Another construction has occurred to me as plausible, but it is equally fatal to the plaintiffs. It is to consider the word "exposures" as something different from buildings There are businesses which are carried on out of doors, such as burning lime and brick, making charcoal, boiling in an uncovered arch and the like, which would expose the neighboring buildings to hazard from fire. The primary clause of the application being confined to a statement of all the *Page 384 buildings within the distance mentioned, the company might reasonably enough require the statement of any other things within that distance which might operate as a cause of exposure to the building insured. Again, it may be that the clause was added for the double purpose of including all fixtures which might expose the property offered for insurance, situated within the distance specified, and which would not come within the description of buildings, and at the same time render more certain and unambiguous what might otherwise be considered equivocal in the inquiry about buildings. But I am of opinion that the first interpretation which I have suggested is the most reasonable, and I therefore consider it the best one. I am persuaded that the one which was applied on the trial was erroneous.
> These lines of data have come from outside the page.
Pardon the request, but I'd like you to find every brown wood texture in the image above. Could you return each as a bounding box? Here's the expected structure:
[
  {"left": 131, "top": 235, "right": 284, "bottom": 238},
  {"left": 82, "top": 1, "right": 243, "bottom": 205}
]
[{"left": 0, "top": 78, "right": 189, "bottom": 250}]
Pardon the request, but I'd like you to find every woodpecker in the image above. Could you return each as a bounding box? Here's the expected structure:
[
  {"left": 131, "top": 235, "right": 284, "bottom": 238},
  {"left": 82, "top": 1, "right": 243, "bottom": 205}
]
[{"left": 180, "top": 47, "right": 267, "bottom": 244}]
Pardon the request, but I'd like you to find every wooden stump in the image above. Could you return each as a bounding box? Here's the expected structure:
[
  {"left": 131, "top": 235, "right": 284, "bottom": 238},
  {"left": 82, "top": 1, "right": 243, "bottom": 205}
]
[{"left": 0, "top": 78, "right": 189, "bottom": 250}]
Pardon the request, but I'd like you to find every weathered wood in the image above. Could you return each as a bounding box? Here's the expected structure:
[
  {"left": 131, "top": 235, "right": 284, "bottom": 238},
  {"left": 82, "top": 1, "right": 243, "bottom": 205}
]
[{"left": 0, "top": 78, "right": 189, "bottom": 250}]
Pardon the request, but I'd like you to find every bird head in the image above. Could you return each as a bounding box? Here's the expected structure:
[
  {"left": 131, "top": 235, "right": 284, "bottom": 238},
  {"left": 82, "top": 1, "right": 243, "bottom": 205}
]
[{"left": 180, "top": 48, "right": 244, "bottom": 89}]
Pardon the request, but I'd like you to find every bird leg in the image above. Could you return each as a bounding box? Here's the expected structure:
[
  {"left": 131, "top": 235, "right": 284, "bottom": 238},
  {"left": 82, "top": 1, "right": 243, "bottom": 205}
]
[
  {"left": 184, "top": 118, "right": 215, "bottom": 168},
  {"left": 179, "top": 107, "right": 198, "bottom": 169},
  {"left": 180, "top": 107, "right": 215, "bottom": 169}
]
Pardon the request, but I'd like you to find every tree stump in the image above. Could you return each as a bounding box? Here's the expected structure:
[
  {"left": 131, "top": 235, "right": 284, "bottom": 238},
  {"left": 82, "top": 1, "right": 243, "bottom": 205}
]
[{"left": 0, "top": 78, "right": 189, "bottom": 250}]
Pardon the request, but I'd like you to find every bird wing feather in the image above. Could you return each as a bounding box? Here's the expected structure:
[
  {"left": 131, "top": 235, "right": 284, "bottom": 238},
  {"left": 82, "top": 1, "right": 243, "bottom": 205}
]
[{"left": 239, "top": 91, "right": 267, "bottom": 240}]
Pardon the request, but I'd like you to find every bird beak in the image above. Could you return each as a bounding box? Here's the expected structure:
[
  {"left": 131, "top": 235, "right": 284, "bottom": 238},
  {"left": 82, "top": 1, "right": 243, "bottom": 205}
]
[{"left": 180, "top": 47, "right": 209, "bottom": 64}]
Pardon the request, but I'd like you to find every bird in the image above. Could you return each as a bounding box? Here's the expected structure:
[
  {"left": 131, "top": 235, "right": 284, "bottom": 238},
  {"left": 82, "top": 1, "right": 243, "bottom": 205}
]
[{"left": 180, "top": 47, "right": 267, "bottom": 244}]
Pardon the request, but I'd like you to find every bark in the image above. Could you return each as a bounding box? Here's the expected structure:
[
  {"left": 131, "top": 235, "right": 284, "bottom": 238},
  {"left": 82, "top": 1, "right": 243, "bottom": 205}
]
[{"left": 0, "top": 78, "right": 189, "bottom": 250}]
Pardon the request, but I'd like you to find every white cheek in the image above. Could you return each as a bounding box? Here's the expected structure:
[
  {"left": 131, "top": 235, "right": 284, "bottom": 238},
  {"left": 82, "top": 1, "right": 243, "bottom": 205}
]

The defence which was interposed was, under the circumstances attending the making of the application, most unconscientious, and I should have been willing to find some satisfactory answer to it; but it is of paramount importance that parties should be held to perform contracts as they have made them, and in no other manner. The frequent occurrence of defences of this character have led me to think that it might be well for the legislature to enact that contracts of insurance should be contained in a single instrument, and to prescribe such plain and unambiguous provisions, gathered from the policies in use, as would enable persons desirous of insuring their property readily to see what stipulations they were called upon to assent to.
If the foregoing views prevail with my brethren, the judgment of the Supreme Court must be reversed and a new trial ordered.